Das größte Kriegsverbrechen des 21. Jahrhunderts wurde in Mariupol begangen. Das ist das neue Babin Yar. Dann tötete Hitler Juden, Zigeuner und Slawen. In einer Erklärung des Stadtrats sagte Boychenko, dass Putin jetzt die Ukrainer vernichte. „Wir müssen alles tun, um den Völkermord zu stoppen.“

Petro Andryushenko, Boychenkos Berater, schrieb über sein Buch Facebook Page sagte, die Fotos spiegelten „das volle Ausmaß der Tragödie von Mariupol, die Brutalität der Russen“ wider und seien „direkte Beweise für Kriegsverbrechen und Versuche, sie zu vertuschen“.

Es gab keinen unmittelbaren Kommentar von russischen Beamten als Reaktion auf die Entdeckung.

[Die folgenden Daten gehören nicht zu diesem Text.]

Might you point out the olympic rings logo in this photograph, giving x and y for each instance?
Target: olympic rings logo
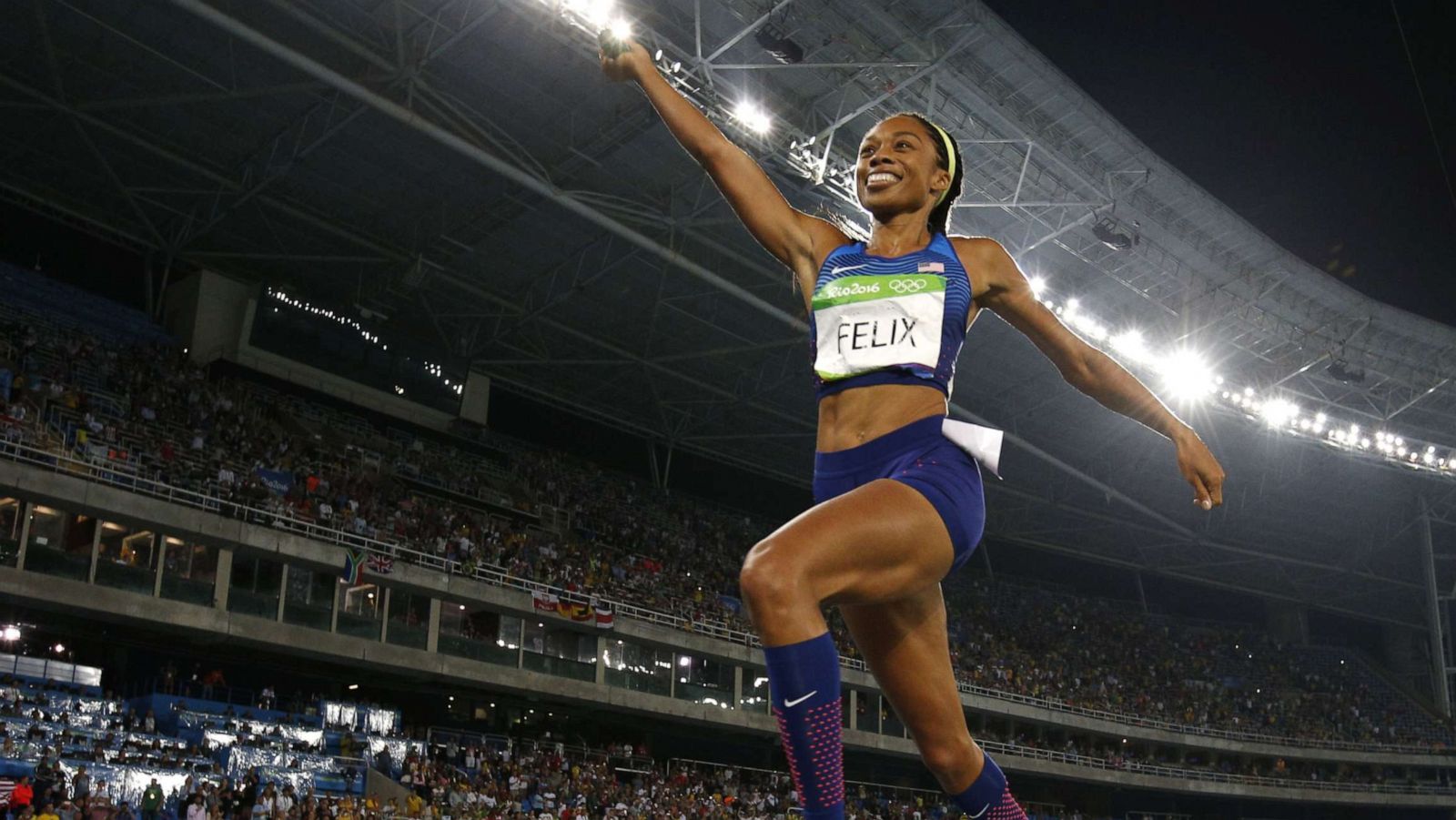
(907, 286)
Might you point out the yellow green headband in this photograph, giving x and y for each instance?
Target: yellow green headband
(950, 152)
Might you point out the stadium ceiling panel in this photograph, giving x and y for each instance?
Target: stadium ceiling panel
(462, 167)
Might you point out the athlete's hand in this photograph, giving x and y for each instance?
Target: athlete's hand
(1200, 470)
(622, 66)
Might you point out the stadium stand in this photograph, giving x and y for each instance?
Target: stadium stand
(104, 386)
(79, 749)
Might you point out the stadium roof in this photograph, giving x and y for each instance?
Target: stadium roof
(460, 167)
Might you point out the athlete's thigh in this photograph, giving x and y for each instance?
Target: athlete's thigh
(907, 648)
(877, 542)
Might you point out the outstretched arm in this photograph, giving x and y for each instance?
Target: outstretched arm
(794, 238)
(1088, 369)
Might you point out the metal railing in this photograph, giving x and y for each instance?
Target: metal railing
(1205, 775)
(104, 472)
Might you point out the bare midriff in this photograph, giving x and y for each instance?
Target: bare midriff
(863, 414)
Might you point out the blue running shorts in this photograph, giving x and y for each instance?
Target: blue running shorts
(921, 456)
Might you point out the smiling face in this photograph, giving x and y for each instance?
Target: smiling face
(899, 167)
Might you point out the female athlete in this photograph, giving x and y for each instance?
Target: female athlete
(897, 504)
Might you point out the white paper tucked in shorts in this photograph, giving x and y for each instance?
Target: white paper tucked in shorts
(982, 443)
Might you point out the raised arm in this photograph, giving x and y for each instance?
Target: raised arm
(1085, 368)
(794, 238)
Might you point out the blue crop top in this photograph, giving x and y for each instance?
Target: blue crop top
(888, 319)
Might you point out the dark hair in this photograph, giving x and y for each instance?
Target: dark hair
(939, 218)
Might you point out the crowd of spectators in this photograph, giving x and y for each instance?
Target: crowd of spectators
(145, 408)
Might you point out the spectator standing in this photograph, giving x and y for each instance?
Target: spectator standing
(22, 794)
(80, 786)
(152, 801)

Der russische Präsident Wladimir Putin erklärte am Donnerstag den Sieg in der betroffenen Stadt – obwohl seine Berater einräumten, dass sich dort immer noch Tausende ukrainischer Kämpfer zusammen mit Hunderten von Zivilisten in einem Stahlwerk versteckt hielten. Immer wieder die letzten Verteidiger von Mariupol männlich ichIn den letzten Tagen werden sie ihre Waffen nicht abgeben und schwören, bis zum Ende zu kämpfen – aber ukrainische Beamte haben zugegeben, dass sie nur einen kleinen Teil der Stadt kontrollieren.

sagte Bürgermeister Boitschenko Wächter Am Donnerstag sammelten russische Lastwagen die Leichen von den Straßen der Küstenstadt und transportierten sie nach Mandschu, um Beweise für das zu verbergen, was er „barbarische Kriegsverbrechen“ nannte.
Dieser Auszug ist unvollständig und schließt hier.